Being the good doctor to yourself is changing your life and having the confidence in yourself that you can change your life so the cup is now seen as half full.

Mary Lee
09-28-2013, 02:09 PM
Mine was approved the fourth time around and only because I hired a lawyer after the third time.

ReineD
09-28-2013, 02:35 PM
Sandra, you may want to read this from the Ontario Human Rights Commission. The entire article is noteworthy, but near the middle of the page they identify the controversy that surrounds what is, and what is not considered a disability when it comes to Gender Dysphoria. I don't know if this article still makes sense now that we have the DSM V though.

http://www.ohrc.on.ca/es/node/2825


I wish you all the best with your disability claim. I hope it will work out.

sandra-leigh
09-28-2013, 09:20 PM
Kimberly, I am already off work. I was laid off a little over a year ago. It wasn't personal: half of our institution was laid off, including all of the unit I worked in. If the layoff had not happened, I probably would have gone on disability within a few months, as I had not been able to do any significant part of my job for over a year. I was, though, under the illusion back then that my inability was tied strongly to my workplace, and that I'd be good to go after 2 or 3 months rest, but there was just no way I was able to do that in practice.

Apparently the psychiatrist reported that I was unlikely to get significantly better until I managed to resolve my relationship issues (including my trans issues) with my wife.

A disability classification will allow me to access additional funding sources that will be enough to get through.

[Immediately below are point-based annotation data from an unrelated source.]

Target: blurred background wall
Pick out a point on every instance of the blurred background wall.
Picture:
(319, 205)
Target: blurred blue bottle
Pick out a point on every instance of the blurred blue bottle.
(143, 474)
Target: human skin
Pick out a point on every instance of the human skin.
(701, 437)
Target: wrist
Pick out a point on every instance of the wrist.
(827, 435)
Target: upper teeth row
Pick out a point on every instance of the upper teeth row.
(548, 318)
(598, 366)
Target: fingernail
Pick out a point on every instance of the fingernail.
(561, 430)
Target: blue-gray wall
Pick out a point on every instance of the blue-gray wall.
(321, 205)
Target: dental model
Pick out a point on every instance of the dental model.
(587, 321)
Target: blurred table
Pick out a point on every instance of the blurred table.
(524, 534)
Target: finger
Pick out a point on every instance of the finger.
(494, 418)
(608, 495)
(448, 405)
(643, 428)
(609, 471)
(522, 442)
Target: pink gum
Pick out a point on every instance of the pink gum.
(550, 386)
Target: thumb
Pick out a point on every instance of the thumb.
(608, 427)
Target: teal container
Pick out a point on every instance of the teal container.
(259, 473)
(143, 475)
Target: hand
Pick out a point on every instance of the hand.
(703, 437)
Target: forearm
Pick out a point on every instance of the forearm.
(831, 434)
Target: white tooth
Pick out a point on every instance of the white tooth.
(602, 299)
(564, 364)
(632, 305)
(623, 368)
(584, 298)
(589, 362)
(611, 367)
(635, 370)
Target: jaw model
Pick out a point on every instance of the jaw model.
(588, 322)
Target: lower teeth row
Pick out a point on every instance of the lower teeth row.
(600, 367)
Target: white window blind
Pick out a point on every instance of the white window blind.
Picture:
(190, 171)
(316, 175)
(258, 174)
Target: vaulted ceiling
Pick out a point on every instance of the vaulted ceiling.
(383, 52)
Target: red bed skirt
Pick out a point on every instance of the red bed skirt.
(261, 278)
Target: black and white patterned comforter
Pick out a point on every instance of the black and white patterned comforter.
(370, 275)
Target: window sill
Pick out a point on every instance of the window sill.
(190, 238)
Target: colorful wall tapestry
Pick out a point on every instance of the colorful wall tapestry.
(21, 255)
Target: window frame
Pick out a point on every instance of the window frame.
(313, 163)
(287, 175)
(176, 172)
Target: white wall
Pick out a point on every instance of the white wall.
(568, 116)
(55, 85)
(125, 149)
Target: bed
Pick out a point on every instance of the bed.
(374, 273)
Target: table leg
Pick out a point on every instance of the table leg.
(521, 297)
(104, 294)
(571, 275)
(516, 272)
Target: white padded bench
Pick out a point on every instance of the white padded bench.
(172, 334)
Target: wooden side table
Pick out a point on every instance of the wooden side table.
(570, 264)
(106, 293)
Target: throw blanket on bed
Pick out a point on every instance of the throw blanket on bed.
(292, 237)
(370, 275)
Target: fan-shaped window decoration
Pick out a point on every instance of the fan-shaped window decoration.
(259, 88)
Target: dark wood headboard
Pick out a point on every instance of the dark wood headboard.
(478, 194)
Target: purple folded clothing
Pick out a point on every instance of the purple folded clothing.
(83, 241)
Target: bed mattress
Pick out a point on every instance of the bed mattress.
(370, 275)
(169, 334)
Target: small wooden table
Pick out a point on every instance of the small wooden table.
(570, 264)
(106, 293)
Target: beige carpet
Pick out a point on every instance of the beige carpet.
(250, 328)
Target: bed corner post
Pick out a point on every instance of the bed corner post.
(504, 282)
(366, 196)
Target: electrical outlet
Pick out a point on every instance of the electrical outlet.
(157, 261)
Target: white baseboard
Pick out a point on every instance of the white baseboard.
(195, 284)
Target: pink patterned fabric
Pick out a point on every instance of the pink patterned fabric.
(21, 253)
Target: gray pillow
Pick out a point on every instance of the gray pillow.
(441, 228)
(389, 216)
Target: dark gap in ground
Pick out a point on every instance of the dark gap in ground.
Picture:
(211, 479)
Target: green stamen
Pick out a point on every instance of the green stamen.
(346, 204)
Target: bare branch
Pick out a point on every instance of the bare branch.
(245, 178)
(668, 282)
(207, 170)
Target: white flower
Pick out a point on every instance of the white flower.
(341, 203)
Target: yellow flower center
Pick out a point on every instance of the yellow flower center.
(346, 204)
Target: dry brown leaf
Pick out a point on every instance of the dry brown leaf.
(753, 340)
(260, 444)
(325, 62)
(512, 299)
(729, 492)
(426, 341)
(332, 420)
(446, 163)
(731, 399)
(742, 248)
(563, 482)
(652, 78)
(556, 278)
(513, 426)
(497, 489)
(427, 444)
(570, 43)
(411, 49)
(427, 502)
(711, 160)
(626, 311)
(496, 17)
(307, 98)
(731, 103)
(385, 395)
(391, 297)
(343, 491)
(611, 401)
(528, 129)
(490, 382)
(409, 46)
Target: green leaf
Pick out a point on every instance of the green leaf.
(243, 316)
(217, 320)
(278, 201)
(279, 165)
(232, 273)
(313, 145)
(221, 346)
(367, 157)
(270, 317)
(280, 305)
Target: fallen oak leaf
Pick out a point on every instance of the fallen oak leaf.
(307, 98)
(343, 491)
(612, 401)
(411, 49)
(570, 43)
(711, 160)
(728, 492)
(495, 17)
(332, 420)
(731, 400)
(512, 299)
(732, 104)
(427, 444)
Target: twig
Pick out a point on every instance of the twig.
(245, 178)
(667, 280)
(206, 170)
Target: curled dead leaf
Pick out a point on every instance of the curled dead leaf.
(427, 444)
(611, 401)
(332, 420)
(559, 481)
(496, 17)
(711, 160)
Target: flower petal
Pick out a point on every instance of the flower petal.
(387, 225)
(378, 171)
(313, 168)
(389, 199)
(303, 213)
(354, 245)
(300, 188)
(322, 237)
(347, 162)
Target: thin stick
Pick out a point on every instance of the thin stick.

Reine, that report was from 1999, and the Ontario laws changed after that.

Also, I do not need to use the Gender Dysphoria as a primary diagnosis: every one of my doctors and therapists in the last decade has agreed that I have Major Depression. The Gender Dysphoria provides the support on the matter of whether it is likely to continue indefinitely. My gender therapist considers my Gender Dysphoria to be amongst the strongest she has ever seen (when "Gender Dyshoria" is considered in its medical sense, rather than as a code word for "needs SRS".)

Kimberly Kael
09-29-2013, 11:42 AM
I'm sorry things are hard right now, Sandra-Leigh, and I do hope you're able to get the assistance you need to start getting back on your feet. Struggling with relationship issues, depression, and dysphoria all at once is hard enough without having to worry about the financial end. Here's hoping you can start making progress on one or more fronts before long!

sandra-leigh
09-29-2013, 01:14 PM
"The wonder is not how well the bear dances, but that it dances at all". The wonder is that I haven't completely cracked under what I have been through in the last decade. I used to have 3 1/2 things going on in my life that were each considered significant enough to trigger major depression. I hurt, but I get through.

donnalee
09-30-2013, 02:21 AM
Just a note to tell you I have the same aphorism on my signature and understand exactly what you mean and why you made that particular choice. However, you may have exercised more valor than discretion. The unfortunate reality is that these things exist to deny benefits, not to approve them, and any deviation from a known successful path will have a more difficult success. Any attorney will tell you the best thing is to shut up and let him/her do the talking. One of the major mistakes is TMI; you can't take something back after disclosing it. I wish you well and hope it goes well, but would advise you talk to an attorney now rather than later; most will give you a free initial consultation and, of course, document everything you can that might have a bearing on your case; keep a log of every contact, including verbal ones while your memory is fresh.